Obrigado por enviar aquele vídeo sobre a decadência na Irlanda. Foi uma experiência muito humilhante assisti-lo. "Mulheres que matam bebês e homens que não fazem nada," ou algo parecido. De fato, homens que "não fazem nada" e que deram às mulheres o poder de matar seus bebês.

Padres que tinham tanto poder quando eu era jovem e que o cederam a um laicato apático. Freiras que modernizaram suas regras, conventos e hábitos a tal ponto que nenhuma jovem com verdadeira vocação queria entrar.

Houve muitos marcos ao longo do caminho para a ruína, mas acho que, no geral, foi a falta de liderança e autoridade masculina que levou às mudanças sociais que desempenharam um papel importante na destruição da moral e da Igreja.

Eu voltaria à concessão do direito de voto a todas as mulheres, que as colocou no mesmo nível que os homens. Eu teria considerado mais prudente restringir o direito de voto das mulheres à minoria mais instruída e intelectualmente competente.

Depois, houve o fim do estatuto de ilegitimidade, que colocou os filhos bastardos no mesmo nível dos filhos de casais casados e levou à aceitação da mãe solteira. Isso, por sua vez, levou ao declínio de algumas de nossas maiores instituições católicas, onde meninas e mulheres eram reeducadas e reformadas.

O grande declínio no número de freiras e conventos deu origem a um relaxamento das disciplinas aplicadas às meninas. A supervisão do convento deixou de existir.

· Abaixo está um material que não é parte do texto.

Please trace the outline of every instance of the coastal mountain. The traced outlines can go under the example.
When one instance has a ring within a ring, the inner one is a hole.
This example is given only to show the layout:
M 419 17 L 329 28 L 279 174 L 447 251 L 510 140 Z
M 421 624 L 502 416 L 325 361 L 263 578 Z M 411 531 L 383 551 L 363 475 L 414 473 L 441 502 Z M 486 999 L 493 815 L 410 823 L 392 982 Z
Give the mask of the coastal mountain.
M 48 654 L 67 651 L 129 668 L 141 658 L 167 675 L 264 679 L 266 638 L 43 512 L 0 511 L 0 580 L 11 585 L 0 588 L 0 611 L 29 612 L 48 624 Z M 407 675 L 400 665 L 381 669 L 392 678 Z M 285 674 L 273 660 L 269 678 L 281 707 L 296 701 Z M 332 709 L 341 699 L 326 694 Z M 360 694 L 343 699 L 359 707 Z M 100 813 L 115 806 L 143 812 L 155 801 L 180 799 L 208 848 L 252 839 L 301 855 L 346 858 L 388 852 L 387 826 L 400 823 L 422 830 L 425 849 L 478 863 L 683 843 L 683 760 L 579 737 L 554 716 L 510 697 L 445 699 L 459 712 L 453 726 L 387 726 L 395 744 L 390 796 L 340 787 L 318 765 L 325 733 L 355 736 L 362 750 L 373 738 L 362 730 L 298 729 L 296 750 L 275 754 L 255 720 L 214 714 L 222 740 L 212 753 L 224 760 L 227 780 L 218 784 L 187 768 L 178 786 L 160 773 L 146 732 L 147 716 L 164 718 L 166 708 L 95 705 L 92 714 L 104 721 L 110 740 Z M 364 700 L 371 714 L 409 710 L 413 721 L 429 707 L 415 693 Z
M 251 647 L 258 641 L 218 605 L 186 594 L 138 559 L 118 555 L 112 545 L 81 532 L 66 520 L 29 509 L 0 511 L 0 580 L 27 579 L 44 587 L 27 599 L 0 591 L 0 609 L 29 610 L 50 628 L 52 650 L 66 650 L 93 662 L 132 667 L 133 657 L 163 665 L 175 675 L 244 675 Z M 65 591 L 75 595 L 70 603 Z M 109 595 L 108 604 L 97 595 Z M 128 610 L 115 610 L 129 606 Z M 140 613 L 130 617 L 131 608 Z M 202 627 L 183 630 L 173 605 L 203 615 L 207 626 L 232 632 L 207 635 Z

Os chamados direitos das mulheres seguiram o mesmo caminho. A disponibilidade de contraceptivos, o divórcio e a independência da mulher casada a encheram de orgulho e assertividade, e esse feminismo, misturado com uma boa dose de propaganda socialista, moldou a mulher de hoje, que está longe de ser tão religiosa e piedosa quanto costumava ser. A mulher virtuosa e piedosa já foi a pedra angular da Igreja e agora não está mais entre nós para nos dar sua própria forma de liderança, liderança pelo exemplo, não pela autoridade.

É claro que nossos Padres eram muito fracos. Eles detinham a autoridade máxima na década de 1940 e, em 30 anos, essa autoridade desapareceu. Eles mesmos provocaram isso por sua própria estupidez e pelo desejo de aproximar a Igreja do público.

Perderam o respeito do público e aquele elemento de temor, tão necessário para aqueles que detêm autoridade, desapareceu. As "freiras sorridentes" das décadas de 1950 e 1960 mostram que esse liberalismo e a falta de padrões já estavam presentes na Igreja muito antes do Vaticano II.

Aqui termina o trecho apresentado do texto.